WITH THE DEBUT ILLY ALBUM MAKING MASSIVE WAVES UPON RELEASE IN 2009, THE BIGGEST CHALLENGE FOR AL MURRAY SECOND TIME ROUND COMES FROM WITHIN, HE TELLS RIP NICHOLSON.
ILLY interviewed @ 16.00 AEST – Thursday 9th September, 2010
For Street Press Australia & Rip2Shredz Press
Words by RIP NICHOLSON
Images courtesy of Kai Regan
2009’s Long Story Short sold Illy to the Australian public well. The home bred MC raised the flag and became the humble approach to hip hop – just telling his story. Next month Illy’s second album will drop, a feat achieved in between further education and career chase. Showing another side to the Melbourne MC, Al Murray is also the part-time student, embarking on his finals. “I’m just about to finish a law degree at Uni. I’ve been doing that part-time since the last album and I’m hoping I won’t have to put it to use for a little bit. It’s kind of a contrast between two worlds, but I prefer the hip hop world.”

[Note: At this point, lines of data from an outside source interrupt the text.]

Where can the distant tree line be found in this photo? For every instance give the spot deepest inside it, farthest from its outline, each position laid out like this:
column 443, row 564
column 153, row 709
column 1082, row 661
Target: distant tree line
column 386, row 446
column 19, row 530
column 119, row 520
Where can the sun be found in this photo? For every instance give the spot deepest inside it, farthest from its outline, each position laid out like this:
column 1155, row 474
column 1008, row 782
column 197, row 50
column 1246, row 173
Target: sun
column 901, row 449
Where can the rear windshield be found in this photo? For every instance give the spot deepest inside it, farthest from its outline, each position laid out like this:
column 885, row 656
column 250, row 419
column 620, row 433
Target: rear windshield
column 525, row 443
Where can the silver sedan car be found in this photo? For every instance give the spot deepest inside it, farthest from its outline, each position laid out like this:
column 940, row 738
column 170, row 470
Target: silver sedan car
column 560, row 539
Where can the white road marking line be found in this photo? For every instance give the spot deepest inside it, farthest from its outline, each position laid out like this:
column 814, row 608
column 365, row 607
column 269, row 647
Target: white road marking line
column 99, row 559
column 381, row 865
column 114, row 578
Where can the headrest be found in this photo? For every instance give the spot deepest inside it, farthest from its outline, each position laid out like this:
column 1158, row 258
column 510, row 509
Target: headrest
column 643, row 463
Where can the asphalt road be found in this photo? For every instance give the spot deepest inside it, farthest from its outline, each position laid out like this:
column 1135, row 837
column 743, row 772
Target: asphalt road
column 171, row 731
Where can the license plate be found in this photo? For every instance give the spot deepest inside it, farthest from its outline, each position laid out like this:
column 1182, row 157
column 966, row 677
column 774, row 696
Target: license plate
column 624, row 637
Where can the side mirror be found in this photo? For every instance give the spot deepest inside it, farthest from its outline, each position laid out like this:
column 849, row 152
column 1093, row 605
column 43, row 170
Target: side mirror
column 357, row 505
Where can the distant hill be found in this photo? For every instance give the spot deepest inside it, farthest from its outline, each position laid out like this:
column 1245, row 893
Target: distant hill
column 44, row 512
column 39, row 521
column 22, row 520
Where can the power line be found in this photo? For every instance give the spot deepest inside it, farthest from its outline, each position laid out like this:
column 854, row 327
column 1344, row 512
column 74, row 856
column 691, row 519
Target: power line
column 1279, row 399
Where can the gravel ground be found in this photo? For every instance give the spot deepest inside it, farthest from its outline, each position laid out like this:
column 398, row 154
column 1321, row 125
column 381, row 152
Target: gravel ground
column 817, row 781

The Chase sees Murray go into this one out to prove he can do it all alone – “100% Illy, for better or for worse,” he states, explaining why he strayed away from collaborating with his cohorts through the album. Illy cites calendar clashes as being an issue in trying to get together with other MCs but decided “I kinda wanted to back myself and see how it went.”
Where his debut album left off, Murray believes The Chase takes a more broader outlook from the perspective of his generation Y. “Long Story Short was done over three or four years leading up to that release and done from a younger state of mind. There is definitely a maturity in the lyrics (on the new album) and it’s more about, not me personally but personal struggles. There’s a lot of tracks that – without being airy-fairy – are about emotions and that side of life.”
Having proved his worth onthe last LP, The Chase follows up with greater ease, handled also by the best in the business in the likes of producers M-Phazes, J-Skub, Taku, J-Squared and Styalz Fuego tempering the beats to Murray’s frame of mind. It would seem that with all doors open, the only obstacle left to overcome on his second offering is satisfying himself.
“There hasn’t been any hurdles that I’ve had to go through last time in regards to the album,” the rapper admits. “With the label and radio play it’s been a lot more streamlined. But the main thing this time was how am I gonna do something that is different, that I think is better and ultimately what I’m gonna be happy with. On the creative side I definitely found out with the last one, if you try and force the creativity, it never works. You have to kick back and let it come.
“I think that I’ve done enough of that where I’m happy with it and I hope it’s as well received asLong Story Short,” he continues, “I’m just putting the final touches on that one and it’s all green lights. Its been pretty crazy, the last month getting the album together in between touring and finishing exams. It’s been pretty fucking hectic but looking forward to getting back out on the road again.”
With the first stop in Brisbane, this weekend’s Three Up Tour will showcase five or six tracks from the new album alongside the Obese-kept secret Skryptcha and his Burn City rhymie 360. “I’ve known Skryptcha through Obese and I’ve known 360 for years, like we came up in the Melbourne scene together and he’s a really good mate,” Murray declares. “So this was a good opportunity to go out on the road. I think it’s gonna be really cool to go out on the road with good mates.”